Martín Muñoz (36), otro actor que se ha dedicado los últimos cinco años a interpretar a pacientes simulados, explica que, en promedio, una semana antes son contactados por los docentes, quienes les entregan el guión para crear y estudiar al personaje.

“Nos dan casos específicos y súper pauteados que debemos aprender según el guion que nos entregan. Luego lo presentamos a los profesores y ellos ven si está bien logrado o si hay que hacer algún cambio”, dice.

Agrega que, además de la actuación, los pacientes simulados realizan una evaluación de los estudiantes y la atención que recibieron, lo que también es considerado por los profesores que vigilan las escenas mediante cámaras y salas espejo, para posteriormente entregarles sugerencias y recomendaciones a los estudiantes, junto con el resultado de sus exámenes.

Martín recuerda que una vez le tocó un médico de unos 50 años que estaba revalidando su título profesional, y “de los nervios vomitó en medio de la actividad, lo que obligó a detener la escena”, dijo.

Masificación

El paciente simulado es una herramienta que también han comenzado a ocupar otras universidades, como la U. del Desarrollo, la U. Mayor y la U. San Sebastián (USS), entre otras. En esta última se cuenta hace poco menos de un año con un Centro de Simulación Clínica e Innovación para las carreras de la salud, donde tienen al menos 25 actores. Varinia Aguilera (52) es la coordinadora de la Unidad de Pacientes Simulados, y ha ejercido en el rubro de la simulación clínica durante 12 años.

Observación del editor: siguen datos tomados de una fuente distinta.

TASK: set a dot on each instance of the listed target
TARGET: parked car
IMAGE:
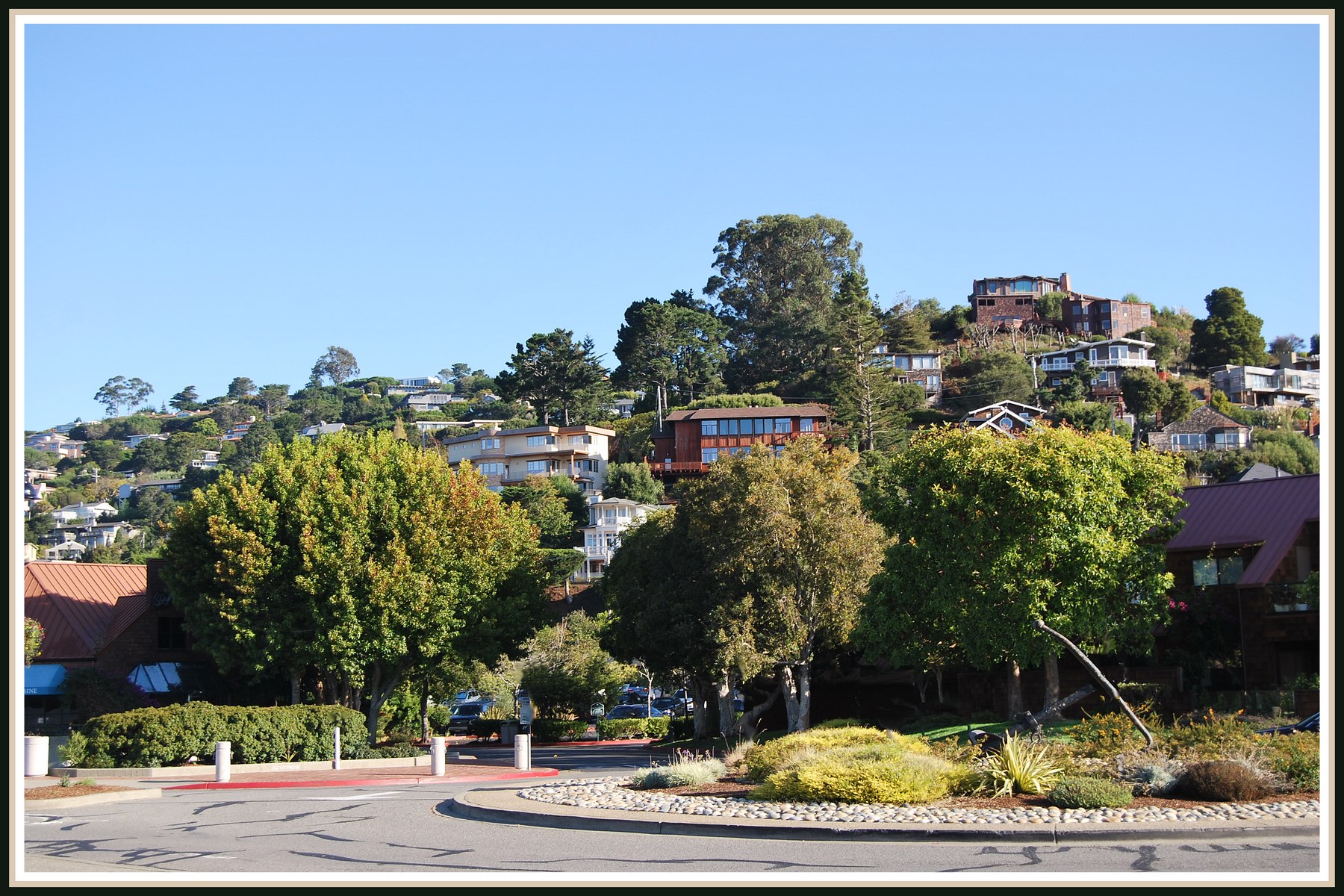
(635, 711)
(670, 706)
(460, 723)
(1310, 723)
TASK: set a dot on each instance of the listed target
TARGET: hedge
(169, 735)
(628, 729)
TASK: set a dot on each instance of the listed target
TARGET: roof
(1266, 512)
(82, 606)
(1203, 420)
(741, 413)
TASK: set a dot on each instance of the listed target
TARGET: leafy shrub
(1152, 780)
(1019, 768)
(557, 729)
(1296, 758)
(438, 719)
(680, 773)
(620, 729)
(1206, 736)
(900, 778)
(169, 735)
(1090, 793)
(1222, 781)
(766, 758)
(1105, 734)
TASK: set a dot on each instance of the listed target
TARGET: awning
(43, 680)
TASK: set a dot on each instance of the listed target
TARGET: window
(171, 635)
(1210, 571)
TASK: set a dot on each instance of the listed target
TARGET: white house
(608, 520)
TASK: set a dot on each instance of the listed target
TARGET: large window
(1210, 571)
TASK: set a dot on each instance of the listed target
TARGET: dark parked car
(460, 723)
(635, 711)
(1310, 723)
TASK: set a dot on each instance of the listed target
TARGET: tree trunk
(789, 689)
(1015, 703)
(726, 706)
(1051, 669)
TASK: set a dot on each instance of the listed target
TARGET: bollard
(437, 747)
(523, 753)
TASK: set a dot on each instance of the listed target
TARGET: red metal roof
(1266, 512)
(82, 606)
(735, 413)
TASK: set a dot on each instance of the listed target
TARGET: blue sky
(214, 200)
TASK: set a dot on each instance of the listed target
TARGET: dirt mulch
(57, 791)
(1016, 801)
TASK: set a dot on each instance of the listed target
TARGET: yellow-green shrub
(905, 778)
(773, 755)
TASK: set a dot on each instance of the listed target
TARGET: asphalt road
(352, 835)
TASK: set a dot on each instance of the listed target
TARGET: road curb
(503, 805)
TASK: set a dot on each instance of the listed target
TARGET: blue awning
(43, 680)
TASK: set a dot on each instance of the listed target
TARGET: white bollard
(523, 753)
(223, 755)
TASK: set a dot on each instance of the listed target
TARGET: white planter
(35, 755)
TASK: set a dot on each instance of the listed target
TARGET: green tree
(777, 281)
(994, 376)
(566, 668)
(559, 376)
(632, 481)
(791, 531)
(186, 399)
(241, 388)
(1230, 335)
(673, 346)
(337, 366)
(352, 556)
(1145, 394)
(865, 393)
(991, 534)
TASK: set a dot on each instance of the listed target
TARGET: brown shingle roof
(82, 606)
(1266, 512)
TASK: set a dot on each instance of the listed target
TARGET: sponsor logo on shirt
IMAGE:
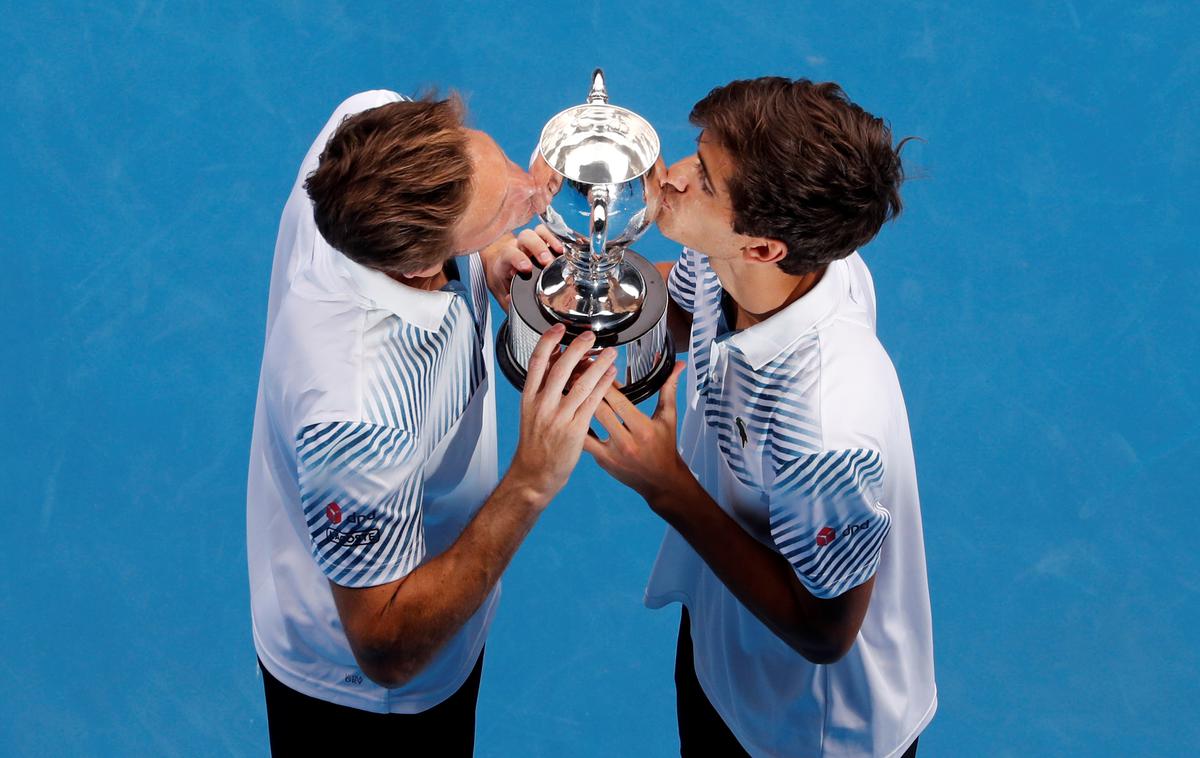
(827, 534)
(363, 536)
(349, 539)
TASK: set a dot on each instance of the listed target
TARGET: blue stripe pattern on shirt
(361, 481)
(768, 432)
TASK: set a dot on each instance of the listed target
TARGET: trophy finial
(599, 94)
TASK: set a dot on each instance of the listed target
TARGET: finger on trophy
(535, 246)
(550, 239)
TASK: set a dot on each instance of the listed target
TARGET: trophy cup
(601, 166)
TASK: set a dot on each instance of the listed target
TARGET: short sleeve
(685, 278)
(826, 518)
(361, 487)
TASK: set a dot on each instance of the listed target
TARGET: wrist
(525, 491)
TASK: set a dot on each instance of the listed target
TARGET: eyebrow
(703, 167)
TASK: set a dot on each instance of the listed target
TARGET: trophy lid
(599, 143)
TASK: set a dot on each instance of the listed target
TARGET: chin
(666, 226)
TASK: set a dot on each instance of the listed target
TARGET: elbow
(825, 656)
(388, 666)
(826, 650)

“Partí en la UC y cuando vi que mi actuación y la de cualquiera hacía que el alumno se metiera en el juego, me gustó como herramienta de aprendizaje y me enamoré de esto”, dice.

Agrega que “aquí el ego del actor se va a las pailas, porque no hay aplausos. Aquí se trabaja para otros. Tú sientes que lo hiciste bien si el estudiante te creyó y si aprendió, esa es tu recompensa”, describe Varinia.